HOLLOW IN THE LAND  Jared Abrahamson’s second feature at this year VIFF sounds like a slice of small-town noir, with a body in a trailer park setting things off for amateur sleuth played by Glee’s Dianna Agron. The splendidly named Scooter Corkle makes his feature debut as writer-director after lensing 2014’s amiable Vancouver-made splatterfest Bloody Knuckles.

Luk’Luk’I  While some of us were partying at the 2010 Olympics, it was still dire business as usual for the inhabitants of Vancouver’s Downtown Eastside. That’s the premise of Wayne Wapeemuka’s intriguing debut (he was responsible for 2015’s award-winning short “Balmoral Hotel”), which uses non-actors in key roles.
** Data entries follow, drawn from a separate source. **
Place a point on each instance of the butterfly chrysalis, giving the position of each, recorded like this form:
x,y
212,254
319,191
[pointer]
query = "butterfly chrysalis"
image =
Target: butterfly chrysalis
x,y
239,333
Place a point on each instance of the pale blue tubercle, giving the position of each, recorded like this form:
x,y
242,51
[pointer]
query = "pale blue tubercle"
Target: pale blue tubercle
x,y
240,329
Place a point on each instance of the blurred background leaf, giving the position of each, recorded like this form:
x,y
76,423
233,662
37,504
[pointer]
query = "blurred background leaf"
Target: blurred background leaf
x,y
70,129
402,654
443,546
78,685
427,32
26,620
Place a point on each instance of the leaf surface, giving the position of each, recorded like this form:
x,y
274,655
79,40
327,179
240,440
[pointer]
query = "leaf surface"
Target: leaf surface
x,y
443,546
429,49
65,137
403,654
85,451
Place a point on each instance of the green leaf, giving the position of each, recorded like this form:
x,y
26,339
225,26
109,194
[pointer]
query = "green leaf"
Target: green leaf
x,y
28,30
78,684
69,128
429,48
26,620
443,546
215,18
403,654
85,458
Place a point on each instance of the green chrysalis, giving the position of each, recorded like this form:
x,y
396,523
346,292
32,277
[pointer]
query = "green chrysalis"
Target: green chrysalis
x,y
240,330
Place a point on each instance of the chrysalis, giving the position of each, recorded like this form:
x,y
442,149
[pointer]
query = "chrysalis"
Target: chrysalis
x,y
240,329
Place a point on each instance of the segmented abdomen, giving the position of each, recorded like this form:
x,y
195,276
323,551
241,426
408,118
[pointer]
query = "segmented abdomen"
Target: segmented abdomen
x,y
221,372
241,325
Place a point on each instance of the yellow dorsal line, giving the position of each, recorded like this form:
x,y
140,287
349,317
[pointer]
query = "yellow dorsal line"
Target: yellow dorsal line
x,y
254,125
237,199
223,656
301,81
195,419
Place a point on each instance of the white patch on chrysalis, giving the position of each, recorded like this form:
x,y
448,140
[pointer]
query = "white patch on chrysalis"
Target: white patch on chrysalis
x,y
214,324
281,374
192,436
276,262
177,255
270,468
We probably couldn’t improve on the film’s IMDb entry: “Luk’Luk’I takes us into uncharted territory, falling somewhere between a fiction we need to see and a documentary we wish didn’t have to exist.”

MEET BEAU DICK: MAKER OF MONSTERS  Sometimes the increasingly insane art market gets it right. Filmmakers LaTiesha Ti’si’tla Fazakas and Natalie Bolla bring us this portrait of Kwakwaka’wakw artist-visonary Beau Dick, who took his activism to the steps of the B.C. legislature while his carvings enjoyed global renown.

NEVER STEADY, NEVER STILL  The much anticipated feature debut by Kathleen Hepburn expands on her award-winning 2015 short. With the oil sands forming the film’s psychic backdrop, great Brit actor Shirley Henderson takes on the lead role of a devoted mother beset by Parkinson’s while dealing with her son’s troubled sexual identity.

ON PUTIN’S BLACKLIST  Director Boris Ivanov takes an “engaging” look at the country—or the oligarch-run gangster state, if you will—that you’re probably most curious about right about now. Timelier than a clock wearing a wristwatch, inside another clock.

ONCE THERE WAS A WINTER  After taking VIFF’s BC Emerging Filmmaker award in 2014 with Sitting on the Edge of Marlene, writer-director Ana Valine returns with this snowbound thriller about two battling brothers and the innocent woman who comes between them.

PUBLIC SCHOOLED  Judy (Arrested Development) Greer, Grace Park, Russell Peters and the great Andrew McNee star in Eadweard director Kyle Rideout’s latest, a comedy about a homeschooled dweeb and a girl with a wooden leg. (But a real foot! Not really.)

SHUT UP AND SAY SOMETHING  A guaranteed festival hit from director Melanie Wood, Shut Up and Say Something goes on an intimate journey with Shane Koyczan to meet the father he never knew.